We expect rates to inch up on Monday as banks are expected to fund for another round of FX sales in the Wholesale, Invisibles and SME Market. Barring significant inflow during the week, the rate is expected to close the week higher.
| Instrument | 28/09/2018 | 05/10/2018 | Change |
| OBB | 6.00% | 20.86% | +14.86% |
| OVN | 7.17% | 22.50% | +15.33% |
Source: Anchoria AM Research, FMDQ OTC
Forex: USD/NGN
The CBN Official rate continued on its upward trend to close at N306.40/$, a 0.02% increment, while the rate in the Investors and Exporters’ FX Window fell by 0.03% to close at N363.82/$. Naira at the parallel market remained unchanged to close at N361.00/$ (using the Everdon BDC Rate).
We expect rates in the parallel market to remain constant as the apex bank continues to supply FX into the market coupled with its frequent Wholesale and Retail SMIS programme.
| 28/09/2018 | 05/10/2018 | Change | |
| CBN Official Rate | 306.35 | 306.40 | +0.02% |
| I&E FX Window | 363.92 | 363.82 | -0.03% |
| Everdon Rate | 361.00 | 361.00 | +0.00% |
Source: Anchoria AM Research, FMDQ OTC
Commodities
The Brent Crude oil and WTI Crude oil rose by 1.74% and 1.49% to close at $84.16 per barrel and $74.34 per barrel respectively. This is as a result of declines in Iranian exports due to pending U.S. oil sanctions and uncertainty surrounding the ability of other major oil producers to compensate for the shortfall from Iran.

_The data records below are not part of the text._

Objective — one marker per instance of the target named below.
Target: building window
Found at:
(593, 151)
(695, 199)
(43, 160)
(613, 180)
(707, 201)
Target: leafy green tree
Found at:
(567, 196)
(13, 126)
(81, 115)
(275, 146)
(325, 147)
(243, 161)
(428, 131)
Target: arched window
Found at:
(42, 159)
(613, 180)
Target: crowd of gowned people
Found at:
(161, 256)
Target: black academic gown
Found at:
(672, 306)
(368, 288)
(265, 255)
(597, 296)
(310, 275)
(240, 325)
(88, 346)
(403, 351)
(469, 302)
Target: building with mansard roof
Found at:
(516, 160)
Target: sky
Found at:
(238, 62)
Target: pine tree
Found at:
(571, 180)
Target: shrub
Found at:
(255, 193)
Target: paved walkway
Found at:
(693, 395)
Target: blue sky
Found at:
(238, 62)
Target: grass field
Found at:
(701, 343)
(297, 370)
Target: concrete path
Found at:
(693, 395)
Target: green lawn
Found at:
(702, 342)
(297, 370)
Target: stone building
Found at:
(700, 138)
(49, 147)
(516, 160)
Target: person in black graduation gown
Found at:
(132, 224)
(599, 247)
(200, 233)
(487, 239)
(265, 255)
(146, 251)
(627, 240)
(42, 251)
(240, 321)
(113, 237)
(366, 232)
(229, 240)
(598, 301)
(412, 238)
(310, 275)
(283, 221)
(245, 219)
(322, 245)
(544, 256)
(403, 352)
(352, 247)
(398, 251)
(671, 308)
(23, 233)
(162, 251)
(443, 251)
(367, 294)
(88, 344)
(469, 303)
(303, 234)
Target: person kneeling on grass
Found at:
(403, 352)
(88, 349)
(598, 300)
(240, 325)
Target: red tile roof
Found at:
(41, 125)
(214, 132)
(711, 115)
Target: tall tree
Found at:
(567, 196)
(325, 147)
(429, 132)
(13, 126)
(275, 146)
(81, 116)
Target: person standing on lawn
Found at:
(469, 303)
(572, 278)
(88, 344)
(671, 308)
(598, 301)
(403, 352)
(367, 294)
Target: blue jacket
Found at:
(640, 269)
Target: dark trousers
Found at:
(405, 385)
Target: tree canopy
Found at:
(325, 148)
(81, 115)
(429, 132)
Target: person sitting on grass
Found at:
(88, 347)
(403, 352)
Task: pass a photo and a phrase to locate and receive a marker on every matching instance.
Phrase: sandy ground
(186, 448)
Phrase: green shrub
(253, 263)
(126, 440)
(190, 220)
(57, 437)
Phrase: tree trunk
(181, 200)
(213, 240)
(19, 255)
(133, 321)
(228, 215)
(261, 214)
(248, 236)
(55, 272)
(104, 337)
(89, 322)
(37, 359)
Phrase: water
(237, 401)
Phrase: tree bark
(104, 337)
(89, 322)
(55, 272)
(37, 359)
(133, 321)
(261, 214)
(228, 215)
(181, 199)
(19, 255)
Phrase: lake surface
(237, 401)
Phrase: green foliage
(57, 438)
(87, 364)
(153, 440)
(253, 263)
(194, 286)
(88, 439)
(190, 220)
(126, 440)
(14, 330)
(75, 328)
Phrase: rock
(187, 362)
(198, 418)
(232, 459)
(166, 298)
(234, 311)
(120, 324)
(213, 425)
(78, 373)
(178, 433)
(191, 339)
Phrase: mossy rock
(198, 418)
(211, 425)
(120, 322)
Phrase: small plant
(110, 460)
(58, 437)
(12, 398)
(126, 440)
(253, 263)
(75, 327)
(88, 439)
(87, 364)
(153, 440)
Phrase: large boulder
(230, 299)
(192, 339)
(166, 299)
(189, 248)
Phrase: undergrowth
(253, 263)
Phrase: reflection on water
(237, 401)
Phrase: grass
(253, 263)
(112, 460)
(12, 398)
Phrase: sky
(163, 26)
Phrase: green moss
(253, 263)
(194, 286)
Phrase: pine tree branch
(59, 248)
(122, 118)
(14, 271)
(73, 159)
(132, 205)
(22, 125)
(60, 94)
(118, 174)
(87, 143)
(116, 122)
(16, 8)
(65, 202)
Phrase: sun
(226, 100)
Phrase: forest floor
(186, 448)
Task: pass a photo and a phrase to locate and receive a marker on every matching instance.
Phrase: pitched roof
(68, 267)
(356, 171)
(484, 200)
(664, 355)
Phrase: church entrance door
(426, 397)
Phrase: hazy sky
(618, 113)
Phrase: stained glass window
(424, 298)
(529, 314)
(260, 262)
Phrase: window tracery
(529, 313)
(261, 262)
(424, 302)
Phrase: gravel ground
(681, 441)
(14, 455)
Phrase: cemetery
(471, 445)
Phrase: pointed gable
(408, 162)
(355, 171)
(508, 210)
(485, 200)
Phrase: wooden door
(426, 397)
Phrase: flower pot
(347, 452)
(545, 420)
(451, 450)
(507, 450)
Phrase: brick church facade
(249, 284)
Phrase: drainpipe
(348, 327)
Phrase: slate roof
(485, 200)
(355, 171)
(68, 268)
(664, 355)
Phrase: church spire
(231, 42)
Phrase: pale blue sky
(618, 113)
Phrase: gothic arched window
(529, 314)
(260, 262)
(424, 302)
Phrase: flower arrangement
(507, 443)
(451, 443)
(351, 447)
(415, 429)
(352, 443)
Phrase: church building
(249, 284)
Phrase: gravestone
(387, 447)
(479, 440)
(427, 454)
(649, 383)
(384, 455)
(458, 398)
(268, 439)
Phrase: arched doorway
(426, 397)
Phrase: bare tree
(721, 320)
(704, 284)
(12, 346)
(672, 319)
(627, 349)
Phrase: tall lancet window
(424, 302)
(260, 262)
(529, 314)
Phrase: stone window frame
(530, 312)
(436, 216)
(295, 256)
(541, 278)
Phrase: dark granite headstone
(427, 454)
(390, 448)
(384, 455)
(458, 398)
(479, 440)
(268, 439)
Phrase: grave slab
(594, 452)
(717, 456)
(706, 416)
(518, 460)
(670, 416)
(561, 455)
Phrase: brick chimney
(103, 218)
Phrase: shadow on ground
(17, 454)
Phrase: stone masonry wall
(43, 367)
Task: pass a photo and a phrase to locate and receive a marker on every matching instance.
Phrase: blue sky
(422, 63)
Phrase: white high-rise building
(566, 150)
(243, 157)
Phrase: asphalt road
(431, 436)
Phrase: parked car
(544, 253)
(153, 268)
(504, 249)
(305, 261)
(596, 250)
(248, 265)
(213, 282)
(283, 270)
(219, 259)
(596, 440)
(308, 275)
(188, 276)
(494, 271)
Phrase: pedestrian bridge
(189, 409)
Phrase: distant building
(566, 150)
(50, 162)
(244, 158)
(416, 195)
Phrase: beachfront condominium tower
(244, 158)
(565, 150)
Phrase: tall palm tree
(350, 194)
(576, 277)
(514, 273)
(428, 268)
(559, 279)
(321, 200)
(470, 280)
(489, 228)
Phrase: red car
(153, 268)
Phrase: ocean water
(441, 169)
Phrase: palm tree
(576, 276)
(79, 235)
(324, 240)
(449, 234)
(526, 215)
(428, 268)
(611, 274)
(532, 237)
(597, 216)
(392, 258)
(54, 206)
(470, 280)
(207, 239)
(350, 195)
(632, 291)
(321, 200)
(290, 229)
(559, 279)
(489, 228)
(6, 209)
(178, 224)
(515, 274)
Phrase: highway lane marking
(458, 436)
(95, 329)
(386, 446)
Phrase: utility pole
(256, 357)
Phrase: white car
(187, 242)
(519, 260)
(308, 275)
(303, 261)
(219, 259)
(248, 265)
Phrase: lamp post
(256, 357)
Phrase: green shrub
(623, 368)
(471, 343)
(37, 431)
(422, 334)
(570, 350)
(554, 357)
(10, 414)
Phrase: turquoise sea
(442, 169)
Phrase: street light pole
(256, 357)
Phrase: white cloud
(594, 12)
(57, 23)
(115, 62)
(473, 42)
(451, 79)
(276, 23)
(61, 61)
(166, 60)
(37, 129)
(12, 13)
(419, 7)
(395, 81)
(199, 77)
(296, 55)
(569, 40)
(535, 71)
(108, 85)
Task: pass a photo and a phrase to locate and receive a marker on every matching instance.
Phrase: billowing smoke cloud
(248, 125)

Other factors include; strengthening of the US dollar; reduction in supply from Venezuela.
Fixed Income
Bond
The Bond market traded on a bullish note last week with yields falling across all maturities traded except 2024, 2027 and 2036 bonds. This is against the backdrop of increased buying interest from local participants on longer tenor bonds. The JUL 2034 bond was the most traded bond during the week with N46.85bn value traded respectively. Average yield fell by 13bps to close the week at 14.78%.
During the week, the following activities shaped investors sentiments: (a) Q4 Eurobond Launch; (b) FGN Bond Issuance Programme for Q4; (c) Anticipated second tranche of the FGN Sukuk Bonds.
Secondary Market

Source: Anchoria AM Research, FMDQ OTC
Treasury Bills
Due to decreased system liquidity and following T-bills and OMO auction during the week, the treasury bills market traded on a bearish note. Consequently, the average yield rose significantly by 7bps to close the week at 13.26%. Market activities were relatively quiet as the value of transactions fell to N1.02trillion from N1.08trillion in the previous week.